During his An Inconvenient Truth tour, Gore was fond of spinning the following tale:
[E]arlier this year [2006], yet another team of scientists reported that the previous twelve months saw 32 glacial earthquakes on Greenland between 4.6 and 5.1 on the Richter scale - a disturbing sign that a massive destabilization may now be underway deep within the second largest accumulation of ice on the planet, enough ice to raise sea level 20 feet worldwide if it broke up and slipped into the sea. Each passing day brings yet more evidence that we are now facing a planetary emergency - a climate crisis that demands immediate action to sharply reduce carbon dioxide emissions worldwide in order to turn down the earth’s thermostat and avert catastrophe.
Oh how things have changed in the past 2 years.
For one, the “team of scientists” that reported on the Greenland earthquakes now think that the earthquakes were the result of processes involved with glacial calving, rather than something “underway deep within the second largest accumulation of ice on the planet” (Nettles et al., 2008).
For another, Gore’s “massive destabilization” mechanism for which the earthquakes were a supposed bellwether (meltwater lubrication of the flow channel) has been shown to be ineffective at producing long-term changes in glacier flow rate (e.g. (Joughin et al., 2008; van de Wal et al., 2008).
And for still another, the recent speed-up of Greenland’s glaciers has even more recently slowed down.
Here is how Kerr describes the situation:
So much for Greenland ice’s Armageddon. “It has come to an end,” glaciologist Tavi Murray of Swansea University in the United Kingdom said during a session at the meeting. “There seems to have been a synchronous switch-off” of the speed-up, she said. Nearly everywhere around southeast Greenland, outlet glacier flows have returned to the levels of 2000. An increasingly warmer climate will no doubt eat away at the Greenland ice sheet for centuries, glaciologists say, but no one should be extrapolating the ice’s recent wild behavior into the future.
The last point is driven home by new results published last week (and described in our last WCR and in our piece over at MasterResource) by researchers Faezeh Nick and colleagues. They modeled the flow of one of Greenland’s largest glaciers and determined that while glaciers were quite sensitive to changing conditions at their calving terminus, that they responded rather quickly to them and the increase in flow rate was rather short lived. Nick et al. included these words of warning: “Our results imply that the recent rates of mass loss in Greenland’s outlet glaciers are transient and should not be extrapolated into the future.”
All told, it is looking more like the IPCC’s estimates of a few inches of sea level rise from Greenland during the 21st century aren’t going to be that far off—despite loud protestations to the contrary from high profile alarm pullers.

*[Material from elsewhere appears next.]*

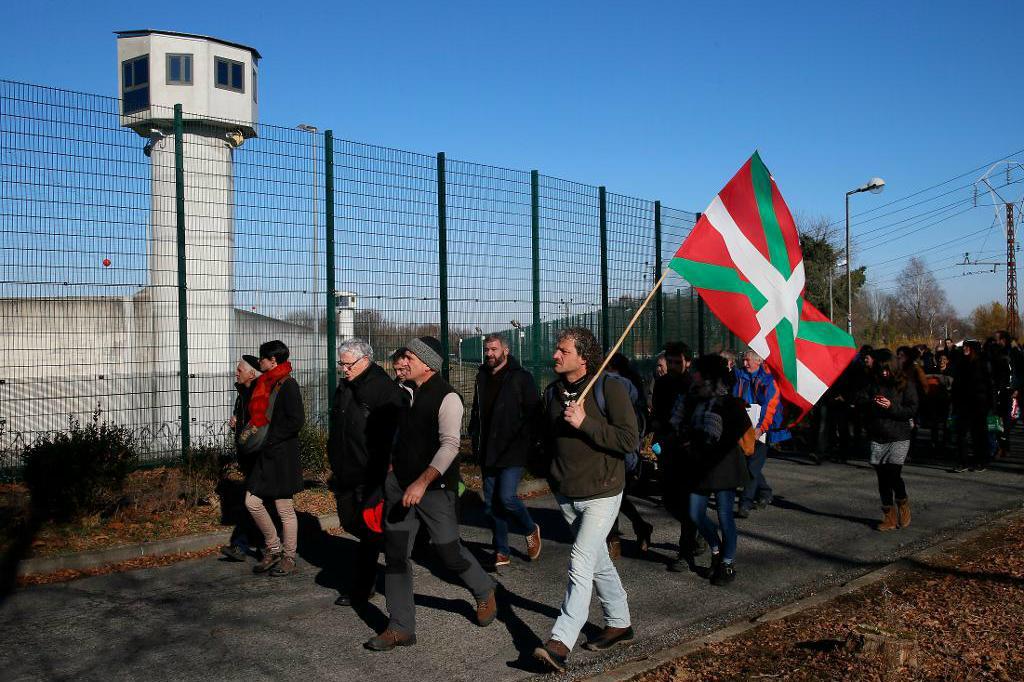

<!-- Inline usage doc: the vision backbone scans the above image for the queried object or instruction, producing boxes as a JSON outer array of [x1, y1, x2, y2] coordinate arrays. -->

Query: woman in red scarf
[[246, 341, 306, 576]]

Maybe Gore will go back and remove the 12 pages worth of picture and maps from his book showing what high profile places of the world will look like with a 20-foot sea level rise (“The site of the World Trade Center Memorial would be underwater”). But then again, probably not—after all the point is not to be truthful in the sense of reflecting a likely possibility, but to scare you into a particular course of action.
References:
Intergovernmental Panel on Climate Change, 2007. Climate Change 2007: The Physical Science Basis. Solomon, S., et al. (eds.), Cambridge University Press, Cambridge, U.K., 996pp.
Joughin, I., et al., 2008. Seasonal speedup along the western flank of the Greenland Ice Sheet. Science, 320, 781-783.
Kerr, R. A., 2009. Galloping glaciers of Greenland have reined themselves in. Science, 323, 458.
Nettles, M., 2008. Step-wise changes in glacier flow speed coincide with calving and glacial earthquakes at Helheim Glacier, Greenland. Geophysical Research Letters, 35, doi:10.1029/2008GL036127.
Nick, F. M., et al., 2009. Large-scale changes in Greenland outlet glacier dynamics triggered at the terminus. Nature Geoscience, DOI:10.1038, published on-line January 11, 2009.
van de Wal, R. S. W., et al., 2008. Large and rapid melt-induced velocity changes in the ablation zone of the Greenland ice sheet. Science, 321, 111-113.